How do I mute an ocarina?
Musical instruments can often be annoying to other people, and you may want to mute an ocarina in order to practise quietly.
You can mute an ocarina by blowing it very softly. Ocarinas behave differently depending on how hard they are blown, and when blown very softly, before they start to break into their normal sounding mode, they produce a low volume squeaking sound. Normally an ocarina can sound in this way over its whole range, and reasonably in tune with itself, but up to a semitone flat of its usual pitch.
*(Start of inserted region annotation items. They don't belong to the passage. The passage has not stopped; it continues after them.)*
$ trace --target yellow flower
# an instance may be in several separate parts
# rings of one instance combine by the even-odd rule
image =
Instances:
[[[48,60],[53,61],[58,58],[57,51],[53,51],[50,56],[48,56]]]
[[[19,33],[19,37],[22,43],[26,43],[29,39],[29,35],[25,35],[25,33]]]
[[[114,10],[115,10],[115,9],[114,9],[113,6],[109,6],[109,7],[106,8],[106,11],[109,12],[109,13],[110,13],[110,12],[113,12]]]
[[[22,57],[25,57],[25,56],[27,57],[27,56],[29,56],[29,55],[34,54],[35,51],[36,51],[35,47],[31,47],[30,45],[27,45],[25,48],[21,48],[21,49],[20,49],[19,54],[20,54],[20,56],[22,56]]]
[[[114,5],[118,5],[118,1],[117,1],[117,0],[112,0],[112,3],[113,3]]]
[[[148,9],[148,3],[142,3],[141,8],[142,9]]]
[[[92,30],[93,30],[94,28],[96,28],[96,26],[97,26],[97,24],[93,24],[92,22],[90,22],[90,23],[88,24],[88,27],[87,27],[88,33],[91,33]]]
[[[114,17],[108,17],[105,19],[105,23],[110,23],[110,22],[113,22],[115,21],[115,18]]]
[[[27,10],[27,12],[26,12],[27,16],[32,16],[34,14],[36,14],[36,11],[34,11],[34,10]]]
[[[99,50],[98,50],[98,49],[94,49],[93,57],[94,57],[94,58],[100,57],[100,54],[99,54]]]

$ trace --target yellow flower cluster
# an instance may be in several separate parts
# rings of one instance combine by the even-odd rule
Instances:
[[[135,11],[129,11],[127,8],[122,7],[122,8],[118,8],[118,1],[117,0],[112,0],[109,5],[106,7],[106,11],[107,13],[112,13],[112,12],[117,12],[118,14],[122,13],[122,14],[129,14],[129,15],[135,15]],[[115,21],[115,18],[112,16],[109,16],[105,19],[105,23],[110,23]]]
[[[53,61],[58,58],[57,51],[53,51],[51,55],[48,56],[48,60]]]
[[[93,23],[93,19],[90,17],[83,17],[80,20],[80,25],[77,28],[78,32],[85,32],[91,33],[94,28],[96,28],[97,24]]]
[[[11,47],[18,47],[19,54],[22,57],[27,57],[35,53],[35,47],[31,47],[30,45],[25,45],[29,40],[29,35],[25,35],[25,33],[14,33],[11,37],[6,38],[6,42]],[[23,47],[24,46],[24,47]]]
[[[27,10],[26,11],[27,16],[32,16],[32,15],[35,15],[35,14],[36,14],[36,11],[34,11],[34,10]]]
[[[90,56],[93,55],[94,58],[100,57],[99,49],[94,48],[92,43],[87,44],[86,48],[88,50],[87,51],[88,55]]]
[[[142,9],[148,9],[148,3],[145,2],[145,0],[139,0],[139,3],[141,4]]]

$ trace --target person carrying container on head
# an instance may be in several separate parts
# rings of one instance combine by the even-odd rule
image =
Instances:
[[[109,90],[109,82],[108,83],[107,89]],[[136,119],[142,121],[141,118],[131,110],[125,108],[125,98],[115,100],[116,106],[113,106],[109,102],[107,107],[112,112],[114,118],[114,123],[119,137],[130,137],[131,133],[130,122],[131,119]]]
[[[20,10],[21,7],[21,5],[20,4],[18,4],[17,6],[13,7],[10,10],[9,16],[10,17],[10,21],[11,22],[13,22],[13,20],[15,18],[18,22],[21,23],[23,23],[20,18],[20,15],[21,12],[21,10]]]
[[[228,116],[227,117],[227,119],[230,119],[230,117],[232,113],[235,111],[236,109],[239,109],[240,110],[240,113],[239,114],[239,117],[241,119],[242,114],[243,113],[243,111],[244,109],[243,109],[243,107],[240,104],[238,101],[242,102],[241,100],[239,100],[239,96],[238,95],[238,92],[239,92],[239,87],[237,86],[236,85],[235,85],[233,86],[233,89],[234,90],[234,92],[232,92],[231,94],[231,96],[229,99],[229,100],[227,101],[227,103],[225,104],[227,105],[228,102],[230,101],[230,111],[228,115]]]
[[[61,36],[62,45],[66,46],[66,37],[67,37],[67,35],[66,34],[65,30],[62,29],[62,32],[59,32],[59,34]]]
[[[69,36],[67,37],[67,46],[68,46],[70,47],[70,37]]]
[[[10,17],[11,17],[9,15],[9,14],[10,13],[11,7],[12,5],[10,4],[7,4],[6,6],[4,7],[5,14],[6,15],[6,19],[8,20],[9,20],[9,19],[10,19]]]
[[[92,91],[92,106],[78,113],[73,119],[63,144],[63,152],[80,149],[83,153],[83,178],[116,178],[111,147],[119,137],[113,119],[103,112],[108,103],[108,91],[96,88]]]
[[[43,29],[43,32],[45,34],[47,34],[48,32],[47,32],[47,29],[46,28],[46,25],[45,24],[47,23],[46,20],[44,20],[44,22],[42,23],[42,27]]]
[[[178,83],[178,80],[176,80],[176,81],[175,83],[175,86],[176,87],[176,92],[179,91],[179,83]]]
Some people have tried to augment this approach of muting an ocarina by partly covering the voicing with tape, or by folding a piece of paper such that it fits into the windway and partially blocks it. There are also devices on the market which aim to do the same by fitting over the mouthpiece. I don't advise using any of these options as they throw the ocarina out of tune and make it sound bad.
While you can play an ocarina quietly by blowing it softly, it will always be a compromise. An ocarina's pitch is closely tied to blowing pressure and doing this will affect intonation. An ocarina muted in this way is adequate for practising fingerings, but not much more than that. It is still important to practise anything you are going to play at normal pressure so you can learn to play in tune.
Ultimately, ocarinas are not well suited to muting. An ocarina can be made quieter when it is designed by making the chamber and voicing smaller, but there is a limit to this. As holes are opened more air is needed, so the player has to blow harder and this naturally causes more volume. You can only lower the pressure so much before the high notes start to sound really bad.
Muting an ocarina usually isn't that effective either as an ocarina's timbre is close to a pure sine wave. Sounds of this type are uncommon day to day, and stand out above ambient sounds. Even the approach of underblowing an ocarina to achieve a 'squeaking' tone is affected by this.
Ultimately, I think that the best way of muting an ocarina would be to develop a faithful electronic simulation of the instrument. You can't get much quieter than playing on headphones.